# chair rail on outside corners



## djonesax (Mar 3, 2008)

I have a quick aesthetics question about chair rail on outside corners. I am installing chair rail on a backer board so its pretty beefy and on the outside corner it stands to stick out and create pointy edge. I cant find any pictures on google and was wondering what other people do here. Do you stop the rail and backer before the corner or run it right around? I have attached some pics to illustrate the question.

Thanks,

David


----------



## BigJim (Sep 2, 2008)

If you are concerned with the trim coming to a point at an outside corner don't cut the trim to a 45/45 but put an extra piece there at the point. Instead of the trim forming a 90 degree, it would have an extra piece that would set at a 45 degree, like the picture of the ceiling mold below. Also a good way to stop the molding if you don't wish to go around a corner is kinda like in the picture of the base molding.

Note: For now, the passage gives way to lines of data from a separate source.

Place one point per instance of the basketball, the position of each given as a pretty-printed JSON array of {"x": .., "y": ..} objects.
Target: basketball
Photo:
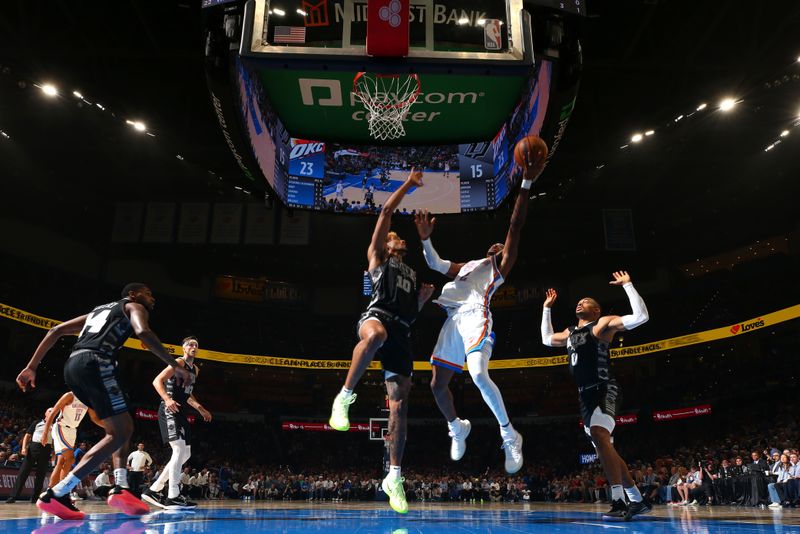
[{"x": 532, "y": 147}]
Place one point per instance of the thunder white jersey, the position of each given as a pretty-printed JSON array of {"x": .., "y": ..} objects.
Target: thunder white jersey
[
  {"x": 72, "y": 414},
  {"x": 473, "y": 287}
]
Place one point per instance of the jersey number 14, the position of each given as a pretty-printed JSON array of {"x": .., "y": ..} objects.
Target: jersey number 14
[
  {"x": 404, "y": 284},
  {"x": 94, "y": 323}
]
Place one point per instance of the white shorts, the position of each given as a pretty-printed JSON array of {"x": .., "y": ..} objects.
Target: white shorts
[
  {"x": 462, "y": 333},
  {"x": 63, "y": 438}
]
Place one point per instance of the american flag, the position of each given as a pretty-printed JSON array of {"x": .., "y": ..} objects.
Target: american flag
[{"x": 290, "y": 34}]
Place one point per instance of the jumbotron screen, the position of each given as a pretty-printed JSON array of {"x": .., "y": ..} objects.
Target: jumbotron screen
[{"x": 315, "y": 174}]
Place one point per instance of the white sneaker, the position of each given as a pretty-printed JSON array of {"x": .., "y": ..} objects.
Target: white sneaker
[
  {"x": 513, "y": 450},
  {"x": 339, "y": 418},
  {"x": 458, "y": 445}
]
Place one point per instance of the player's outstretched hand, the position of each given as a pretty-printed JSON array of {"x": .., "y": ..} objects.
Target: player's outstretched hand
[
  {"x": 424, "y": 224},
  {"x": 415, "y": 177},
  {"x": 620, "y": 278},
  {"x": 26, "y": 377},
  {"x": 531, "y": 166},
  {"x": 551, "y": 298},
  {"x": 425, "y": 292}
]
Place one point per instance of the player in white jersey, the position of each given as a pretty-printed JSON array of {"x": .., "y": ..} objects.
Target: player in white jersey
[
  {"x": 467, "y": 331},
  {"x": 64, "y": 419}
]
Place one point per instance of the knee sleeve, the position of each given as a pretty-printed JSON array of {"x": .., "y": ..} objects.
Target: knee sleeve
[
  {"x": 186, "y": 453},
  {"x": 478, "y": 366}
]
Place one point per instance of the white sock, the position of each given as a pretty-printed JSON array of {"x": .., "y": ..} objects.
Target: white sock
[
  {"x": 455, "y": 425},
  {"x": 121, "y": 477},
  {"x": 66, "y": 485},
  {"x": 174, "y": 480},
  {"x": 394, "y": 472},
  {"x": 633, "y": 494}
]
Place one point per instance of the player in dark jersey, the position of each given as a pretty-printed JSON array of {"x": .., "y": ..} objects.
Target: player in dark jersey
[
  {"x": 598, "y": 393},
  {"x": 385, "y": 329},
  {"x": 91, "y": 374},
  {"x": 175, "y": 427}
]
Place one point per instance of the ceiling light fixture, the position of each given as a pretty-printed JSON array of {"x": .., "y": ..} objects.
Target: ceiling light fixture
[{"x": 727, "y": 104}]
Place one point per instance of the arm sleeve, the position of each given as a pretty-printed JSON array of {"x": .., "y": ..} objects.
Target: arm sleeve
[
  {"x": 432, "y": 258},
  {"x": 547, "y": 327},
  {"x": 639, "y": 315}
]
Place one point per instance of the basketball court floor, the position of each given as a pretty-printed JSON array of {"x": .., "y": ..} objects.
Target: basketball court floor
[
  {"x": 440, "y": 194},
  {"x": 427, "y": 518}
]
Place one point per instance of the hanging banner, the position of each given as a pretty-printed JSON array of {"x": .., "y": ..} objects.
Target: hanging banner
[
  {"x": 321, "y": 427},
  {"x": 152, "y": 415},
  {"x": 682, "y": 413},
  {"x": 628, "y": 419},
  {"x": 738, "y": 329}
]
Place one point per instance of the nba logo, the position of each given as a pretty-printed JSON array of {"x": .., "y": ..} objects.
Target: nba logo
[{"x": 492, "y": 34}]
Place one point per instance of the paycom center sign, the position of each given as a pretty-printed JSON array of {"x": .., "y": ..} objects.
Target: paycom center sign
[{"x": 449, "y": 109}]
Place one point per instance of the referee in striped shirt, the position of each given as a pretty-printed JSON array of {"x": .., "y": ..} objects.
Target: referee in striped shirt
[{"x": 35, "y": 454}]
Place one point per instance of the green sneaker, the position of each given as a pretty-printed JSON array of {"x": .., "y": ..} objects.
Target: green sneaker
[
  {"x": 397, "y": 495},
  {"x": 341, "y": 404}
]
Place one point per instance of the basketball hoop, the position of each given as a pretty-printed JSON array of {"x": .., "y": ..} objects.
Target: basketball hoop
[{"x": 387, "y": 99}]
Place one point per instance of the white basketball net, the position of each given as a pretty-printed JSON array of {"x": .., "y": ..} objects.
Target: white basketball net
[{"x": 387, "y": 99}]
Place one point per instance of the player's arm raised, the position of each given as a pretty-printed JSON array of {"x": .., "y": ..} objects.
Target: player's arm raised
[
  {"x": 140, "y": 322},
  {"x": 639, "y": 314},
  {"x": 377, "y": 245},
  {"x": 531, "y": 171},
  {"x": 550, "y": 338},
  {"x": 424, "y": 224},
  {"x": 93, "y": 416},
  {"x": 69, "y": 328},
  {"x": 425, "y": 292}
]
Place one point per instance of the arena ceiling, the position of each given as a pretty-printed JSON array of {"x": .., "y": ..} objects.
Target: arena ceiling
[{"x": 699, "y": 186}]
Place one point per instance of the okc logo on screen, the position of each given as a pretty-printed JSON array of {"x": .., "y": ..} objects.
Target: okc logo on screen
[{"x": 391, "y": 13}]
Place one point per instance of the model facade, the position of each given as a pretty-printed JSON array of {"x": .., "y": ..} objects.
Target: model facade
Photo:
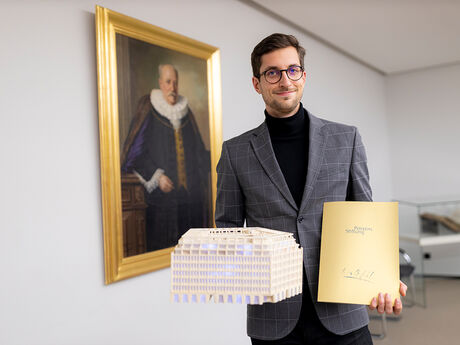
[{"x": 236, "y": 265}]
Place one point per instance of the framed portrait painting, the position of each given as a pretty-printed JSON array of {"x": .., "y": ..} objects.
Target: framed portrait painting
[{"x": 160, "y": 139}]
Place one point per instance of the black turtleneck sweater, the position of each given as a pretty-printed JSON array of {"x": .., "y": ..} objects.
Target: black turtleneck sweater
[{"x": 289, "y": 136}]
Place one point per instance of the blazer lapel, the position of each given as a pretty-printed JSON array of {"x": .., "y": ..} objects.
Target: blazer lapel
[
  {"x": 263, "y": 149},
  {"x": 317, "y": 143}
]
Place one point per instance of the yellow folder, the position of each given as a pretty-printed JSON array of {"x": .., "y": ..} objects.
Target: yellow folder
[{"x": 359, "y": 252}]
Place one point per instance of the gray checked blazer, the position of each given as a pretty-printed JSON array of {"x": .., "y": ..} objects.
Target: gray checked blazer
[{"x": 252, "y": 188}]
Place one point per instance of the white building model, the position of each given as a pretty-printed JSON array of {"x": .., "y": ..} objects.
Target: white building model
[{"x": 236, "y": 265}]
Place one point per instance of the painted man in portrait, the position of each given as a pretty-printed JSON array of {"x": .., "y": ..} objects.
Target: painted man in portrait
[{"x": 165, "y": 150}]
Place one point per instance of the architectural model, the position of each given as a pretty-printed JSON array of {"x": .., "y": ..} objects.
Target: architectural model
[{"x": 236, "y": 265}]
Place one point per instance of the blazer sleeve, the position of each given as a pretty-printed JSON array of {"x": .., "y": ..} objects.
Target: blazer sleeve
[
  {"x": 359, "y": 188},
  {"x": 230, "y": 199}
]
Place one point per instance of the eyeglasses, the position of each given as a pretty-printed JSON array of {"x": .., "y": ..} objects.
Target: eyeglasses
[{"x": 273, "y": 75}]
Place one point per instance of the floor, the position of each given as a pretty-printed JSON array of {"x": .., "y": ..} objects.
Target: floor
[{"x": 436, "y": 324}]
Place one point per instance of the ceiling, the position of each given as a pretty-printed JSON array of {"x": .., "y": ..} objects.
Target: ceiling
[{"x": 389, "y": 36}]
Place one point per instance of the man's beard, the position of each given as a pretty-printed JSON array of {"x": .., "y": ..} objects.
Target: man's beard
[{"x": 283, "y": 107}]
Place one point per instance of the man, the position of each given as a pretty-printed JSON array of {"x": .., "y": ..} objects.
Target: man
[
  {"x": 278, "y": 176},
  {"x": 165, "y": 151}
]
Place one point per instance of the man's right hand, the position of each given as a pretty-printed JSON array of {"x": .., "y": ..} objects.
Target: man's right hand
[{"x": 165, "y": 184}]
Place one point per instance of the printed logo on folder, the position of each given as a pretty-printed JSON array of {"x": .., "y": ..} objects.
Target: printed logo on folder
[{"x": 359, "y": 252}]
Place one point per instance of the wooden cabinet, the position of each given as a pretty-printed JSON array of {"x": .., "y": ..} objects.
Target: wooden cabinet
[{"x": 133, "y": 206}]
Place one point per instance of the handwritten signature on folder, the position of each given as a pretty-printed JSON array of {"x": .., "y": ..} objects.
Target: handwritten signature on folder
[{"x": 359, "y": 274}]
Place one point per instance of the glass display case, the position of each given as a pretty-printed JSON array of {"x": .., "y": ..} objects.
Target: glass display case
[{"x": 429, "y": 231}]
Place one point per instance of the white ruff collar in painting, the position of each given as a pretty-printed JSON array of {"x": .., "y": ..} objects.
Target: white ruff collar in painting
[{"x": 174, "y": 113}]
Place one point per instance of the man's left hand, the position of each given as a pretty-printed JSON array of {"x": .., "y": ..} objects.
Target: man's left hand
[{"x": 384, "y": 304}]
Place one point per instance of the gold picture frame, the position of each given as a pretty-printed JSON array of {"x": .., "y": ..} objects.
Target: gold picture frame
[{"x": 110, "y": 28}]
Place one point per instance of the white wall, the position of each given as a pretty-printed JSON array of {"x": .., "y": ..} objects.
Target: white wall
[
  {"x": 51, "y": 247},
  {"x": 423, "y": 110}
]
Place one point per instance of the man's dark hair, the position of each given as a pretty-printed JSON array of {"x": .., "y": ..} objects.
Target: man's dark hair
[{"x": 274, "y": 42}]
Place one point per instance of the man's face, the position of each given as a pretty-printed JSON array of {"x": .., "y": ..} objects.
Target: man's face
[
  {"x": 168, "y": 84},
  {"x": 282, "y": 98}
]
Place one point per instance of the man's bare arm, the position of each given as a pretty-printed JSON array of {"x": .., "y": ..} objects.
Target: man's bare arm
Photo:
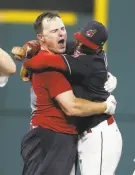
[
  {"x": 7, "y": 65},
  {"x": 73, "y": 106}
]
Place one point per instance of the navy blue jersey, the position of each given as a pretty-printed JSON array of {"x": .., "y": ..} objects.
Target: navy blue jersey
[{"x": 88, "y": 73}]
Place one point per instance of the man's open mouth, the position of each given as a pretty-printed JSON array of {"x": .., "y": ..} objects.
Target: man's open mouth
[{"x": 61, "y": 41}]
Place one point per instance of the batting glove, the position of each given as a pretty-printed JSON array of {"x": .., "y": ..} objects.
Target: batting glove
[{"x": 111, "y": 83}]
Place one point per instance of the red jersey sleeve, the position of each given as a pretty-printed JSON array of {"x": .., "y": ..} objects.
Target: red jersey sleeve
[
  {"x": 45, "y": 60},
  {"x": 57, "y": 84}
]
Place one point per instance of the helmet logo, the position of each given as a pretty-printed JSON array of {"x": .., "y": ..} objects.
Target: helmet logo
[{"x": 90, "y": 33}]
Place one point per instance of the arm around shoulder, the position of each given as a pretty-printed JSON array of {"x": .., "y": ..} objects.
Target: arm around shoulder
[{"x": 7, "y": 65}]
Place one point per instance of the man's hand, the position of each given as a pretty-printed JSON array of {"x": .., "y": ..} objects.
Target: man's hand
[
  {"x": 19, "y": 52},
  {"x": 24, "y": 74},
  {"x": 111, "y": 83},
  {"x": 111, "y": 105},
  {"x": 29, "y": 49}
]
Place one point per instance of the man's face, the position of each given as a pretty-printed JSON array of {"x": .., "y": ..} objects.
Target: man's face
[{"x": 54, "y": 35}]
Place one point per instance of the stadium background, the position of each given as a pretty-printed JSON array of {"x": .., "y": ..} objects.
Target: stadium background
[{"x": 16, "y": 28}]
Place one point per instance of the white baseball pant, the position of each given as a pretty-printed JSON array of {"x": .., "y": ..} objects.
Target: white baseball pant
[{"x": 100, "y": 150}]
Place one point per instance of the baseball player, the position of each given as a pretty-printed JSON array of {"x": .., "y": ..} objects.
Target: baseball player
[
  {"x": 52, "y": 132},
  {"x": 100, "y": 141},
  {"x": 7, "y": 67}
]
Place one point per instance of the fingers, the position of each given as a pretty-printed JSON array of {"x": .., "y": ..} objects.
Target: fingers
[
  {"x": 24, "y": 74},
  {"x": 19, "y": 52}
]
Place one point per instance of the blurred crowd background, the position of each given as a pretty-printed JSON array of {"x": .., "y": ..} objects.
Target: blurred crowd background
[{"x": 16, "y": 27}]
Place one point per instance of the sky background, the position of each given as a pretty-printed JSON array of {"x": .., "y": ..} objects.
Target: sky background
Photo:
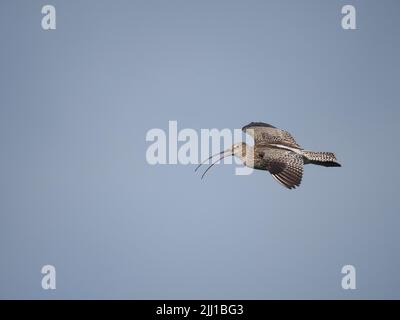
[{"x": 76, "y": 191}]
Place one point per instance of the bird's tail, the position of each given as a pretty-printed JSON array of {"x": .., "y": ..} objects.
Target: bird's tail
[{"x": 326, "y": 159}]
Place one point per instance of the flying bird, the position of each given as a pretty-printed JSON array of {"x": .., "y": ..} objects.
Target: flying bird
[{"x": 276, "y": 151}]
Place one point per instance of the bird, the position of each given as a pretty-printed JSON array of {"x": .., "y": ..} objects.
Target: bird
[{"x": 275, "y": 151}]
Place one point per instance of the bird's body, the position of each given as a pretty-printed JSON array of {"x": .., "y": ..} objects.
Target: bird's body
[{"x": 277, "y": 151}]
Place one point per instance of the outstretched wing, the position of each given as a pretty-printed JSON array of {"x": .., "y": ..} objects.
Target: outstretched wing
[
  {"x": 285, "y": 166},
  {"x": 264, "y": 133}
]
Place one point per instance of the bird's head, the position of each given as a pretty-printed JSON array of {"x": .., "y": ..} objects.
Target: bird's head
[{"x": 239, "y": 150}]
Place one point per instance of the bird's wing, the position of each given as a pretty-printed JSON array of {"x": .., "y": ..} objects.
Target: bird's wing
[
  {"x": 264, "y": 133},
  {"x": 285, "y": 166}
]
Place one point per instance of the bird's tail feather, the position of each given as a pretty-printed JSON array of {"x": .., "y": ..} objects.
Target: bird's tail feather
[{"x": 326, "y": 159}]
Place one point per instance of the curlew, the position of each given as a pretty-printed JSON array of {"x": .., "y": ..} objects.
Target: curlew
[{"x": 276, "y": 151}]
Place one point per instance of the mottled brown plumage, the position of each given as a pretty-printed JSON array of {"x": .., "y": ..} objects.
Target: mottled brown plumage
[{"x": 276, "y": 151}]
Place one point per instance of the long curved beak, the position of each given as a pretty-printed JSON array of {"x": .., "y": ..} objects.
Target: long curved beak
[{"x": 221, "y": 155}]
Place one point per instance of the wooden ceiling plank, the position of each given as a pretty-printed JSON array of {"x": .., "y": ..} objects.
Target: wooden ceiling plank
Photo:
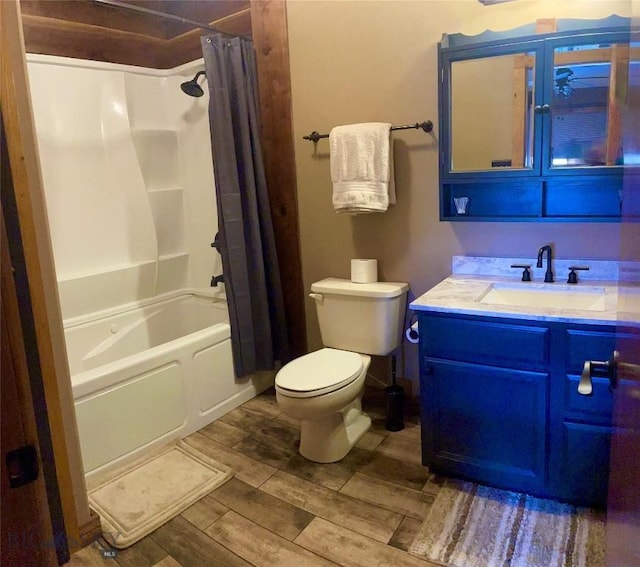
[{"x": 82, "y": 41}]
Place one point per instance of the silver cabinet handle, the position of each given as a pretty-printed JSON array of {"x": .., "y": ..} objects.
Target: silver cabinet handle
[{"x": 591, "y": 368}]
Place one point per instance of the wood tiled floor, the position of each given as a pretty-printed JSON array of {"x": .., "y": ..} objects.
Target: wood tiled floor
[{"x": 282, "y": 510}]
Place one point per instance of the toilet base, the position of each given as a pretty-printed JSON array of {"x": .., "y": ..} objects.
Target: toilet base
[{"x": 329, "y": 438}]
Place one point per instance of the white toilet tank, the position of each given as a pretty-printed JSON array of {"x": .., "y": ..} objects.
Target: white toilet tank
[{"x": 361, "y": 317}]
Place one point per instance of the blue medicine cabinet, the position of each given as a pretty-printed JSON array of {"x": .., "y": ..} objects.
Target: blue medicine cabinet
[{"x": 534, "y": 127}]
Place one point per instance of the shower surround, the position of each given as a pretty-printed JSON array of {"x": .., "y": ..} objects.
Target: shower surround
[{"x": 128, "y": 178}]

If the molding is thicker than door or window trim, I always stopped about 3/6 to 1/2 inch before the casing and returned the molding into the wall.


----------



## djonesax (Mar 3, 2008)

Thanks I ended up just going around and it turned ok. It sticks out a bit but oh well.


----------



## firehawkmph (Apr 26, 2008)

Looks good DJ,
Sometimes when I get outside corners like you have I'll just lightly sand the sharp edge just a tad to soften it up. Not enough to make much difference in the shape, but just to get rid of the sharpness.
Mike Hawkins:smile3:


----------



## was2ndlast (Apr 11, 2014)

Outside corners are the best part of trim....


----------



## ronbergley (May 19, 2014)

No offense to BigJim but the trim enhancement he is showing is not to my taste. Plus I don't think djonesax is wrapping the corner. Everybody is different. If this is a job site, give options to the homeowner. For me I would finish it off at 45 or even a slightly lower angle. I love chair railing treatments and really like the stairs you are showing. Nice work.

Ron
Quality Custom Interiors


----------